James Thomas Flexner’s Washington: The Indispensible Man tries to thread the needle of writing a biography of Washington that makes him be a paragon of virtue while not dwelling overmuch on his flaws. In this effort, Flexner is mostly successful doing a passable job of relating Washington’s life and accomplishments and establishing that Washington was, indeed, the indispensable man without whom the American colonies could not have gained their independence. If you want to know about Washington’s life and accomplishments, this is a good book to read.

I cannot help, however, but feel a little disappointed when I finished Washinton: The Indispensable Man. It is a good work but there are some flaws. For one thing, there are no maps. This might be a fatal flaw in the sections dealing with Washington’s military career in the French and Indian War, and particularly in the Revolutionary War. How is the reader expected to follow the movements of the Continental and British armies without any maps?
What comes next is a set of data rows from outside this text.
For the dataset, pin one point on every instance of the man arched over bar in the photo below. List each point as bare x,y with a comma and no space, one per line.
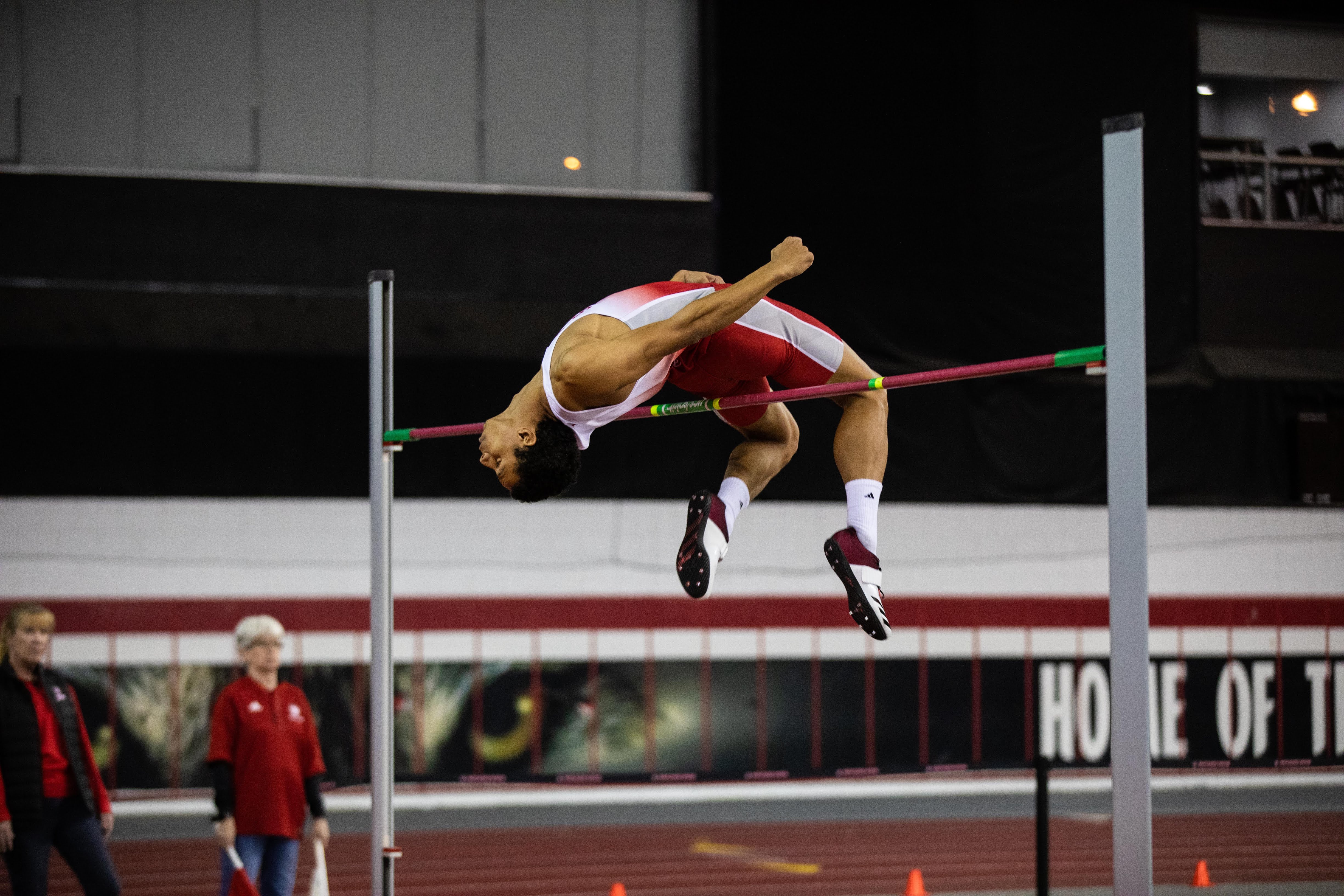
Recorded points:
714,340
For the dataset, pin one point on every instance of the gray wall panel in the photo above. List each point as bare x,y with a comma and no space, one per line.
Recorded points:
315,86
668,95
535,92
80,104
384,89
425,91
198,85
615,64
10,77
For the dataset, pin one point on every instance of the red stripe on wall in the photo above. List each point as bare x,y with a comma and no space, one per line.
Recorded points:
351,614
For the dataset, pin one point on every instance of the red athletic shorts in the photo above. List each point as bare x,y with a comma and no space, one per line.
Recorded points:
772,340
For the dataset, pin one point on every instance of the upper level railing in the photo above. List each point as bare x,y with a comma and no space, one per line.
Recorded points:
1241,189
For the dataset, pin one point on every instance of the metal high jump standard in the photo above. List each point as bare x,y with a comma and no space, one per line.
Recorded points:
1127,478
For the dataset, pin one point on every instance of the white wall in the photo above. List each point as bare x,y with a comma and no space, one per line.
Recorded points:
385,89
1240,108
139,547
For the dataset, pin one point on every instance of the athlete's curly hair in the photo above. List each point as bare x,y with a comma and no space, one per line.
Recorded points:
547,467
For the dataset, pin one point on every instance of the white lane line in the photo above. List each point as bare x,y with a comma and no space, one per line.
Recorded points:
753,792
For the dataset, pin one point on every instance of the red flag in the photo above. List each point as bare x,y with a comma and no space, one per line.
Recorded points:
240,886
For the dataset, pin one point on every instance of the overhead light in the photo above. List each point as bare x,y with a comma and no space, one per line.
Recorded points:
1306,103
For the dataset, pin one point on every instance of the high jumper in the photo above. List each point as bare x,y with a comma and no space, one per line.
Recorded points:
714,340
721,342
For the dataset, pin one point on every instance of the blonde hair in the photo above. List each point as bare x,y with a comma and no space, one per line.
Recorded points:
253,628
18,613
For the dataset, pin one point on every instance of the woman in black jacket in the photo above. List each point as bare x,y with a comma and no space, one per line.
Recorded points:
50,790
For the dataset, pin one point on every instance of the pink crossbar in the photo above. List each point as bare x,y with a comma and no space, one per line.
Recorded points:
904,381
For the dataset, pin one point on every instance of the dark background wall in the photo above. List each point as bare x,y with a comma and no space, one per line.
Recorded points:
207,339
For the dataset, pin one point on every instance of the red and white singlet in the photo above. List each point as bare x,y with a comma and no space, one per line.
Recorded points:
771,340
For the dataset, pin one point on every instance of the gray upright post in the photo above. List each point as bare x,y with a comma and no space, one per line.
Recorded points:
1127,484
381,566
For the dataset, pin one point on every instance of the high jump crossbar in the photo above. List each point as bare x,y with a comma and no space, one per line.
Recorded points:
1093,356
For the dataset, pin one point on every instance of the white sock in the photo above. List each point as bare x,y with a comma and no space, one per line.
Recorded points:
862,499
736,496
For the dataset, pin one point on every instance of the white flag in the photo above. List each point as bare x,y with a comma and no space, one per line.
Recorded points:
318,886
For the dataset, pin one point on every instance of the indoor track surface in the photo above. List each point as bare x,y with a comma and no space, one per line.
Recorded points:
831,859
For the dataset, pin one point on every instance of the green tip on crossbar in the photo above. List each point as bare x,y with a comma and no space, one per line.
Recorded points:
1076,356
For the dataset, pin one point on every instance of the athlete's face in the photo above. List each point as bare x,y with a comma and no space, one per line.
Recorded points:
498,442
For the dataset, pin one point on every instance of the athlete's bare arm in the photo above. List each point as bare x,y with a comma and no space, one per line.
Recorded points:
599,361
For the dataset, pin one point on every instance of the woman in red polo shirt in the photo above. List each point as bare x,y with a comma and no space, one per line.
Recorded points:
267,763
50,790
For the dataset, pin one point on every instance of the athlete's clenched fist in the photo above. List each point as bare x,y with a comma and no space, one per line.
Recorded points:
791,259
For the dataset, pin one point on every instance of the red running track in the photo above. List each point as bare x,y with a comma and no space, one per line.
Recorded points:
861,858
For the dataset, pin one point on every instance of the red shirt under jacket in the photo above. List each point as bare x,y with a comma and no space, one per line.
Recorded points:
272,743
57,781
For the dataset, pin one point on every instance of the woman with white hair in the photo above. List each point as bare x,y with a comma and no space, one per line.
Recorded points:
267,763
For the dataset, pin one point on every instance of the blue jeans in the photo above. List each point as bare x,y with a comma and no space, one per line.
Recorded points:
68,825
271,863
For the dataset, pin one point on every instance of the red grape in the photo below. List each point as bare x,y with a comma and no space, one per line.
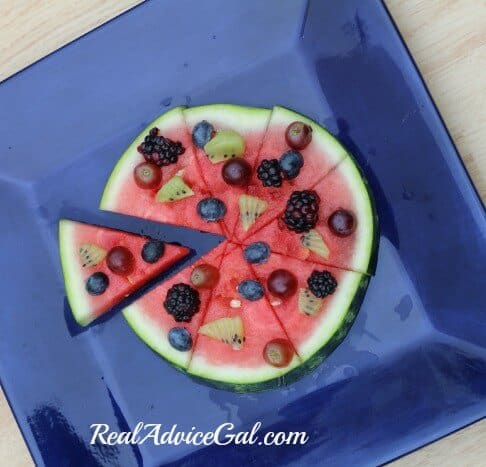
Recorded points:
342,222
298,135
282,283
How can we understand the course of the battles? If I were not already familiar with the battles of the War of Independence, I would have been lost.

The lack of maps is somewhat frustrating, but I had a more serious problem with this book, it is too short, or too long. The problem is that Washington: The Indispensable Man is not the right length for what Flexner is trying to do. It is too long for a mere summary, but not long enough to get to know Washington. The author seems to hint at things but then moves on without going any deeper. I learned about Washington’s deeds, but I did not feel that I got to know Washington the man. I do not feel I got to know any of the people Washington interacted with, his friends, mentors, officers, subordinates. Flexner mentions names, tells a little about what they did and how Washington acted, and then moves on. I don’t get to know how Washington really felt about people he shared his life with.

Part of the problem is that Washington: The Indispensable Man is a condensation of James Thomas Flexner’s earlier four-volume biography of Washington. Flexner asserts in the preface that the text in this book is almost entirely new and not a series of patched together extracts, and while I have no reason to doubt his word, the book does indeed read as if he took out selections from his longer work. It summarizes but leaves tantalizing hints that there is more.

As I said, I can recommend this book to anyone wanting to know more about Washington, but I fear that the reader is going to end the book unsatisfied. It is a good book to begin to learn about Washington, but not to end one’s study of the great man.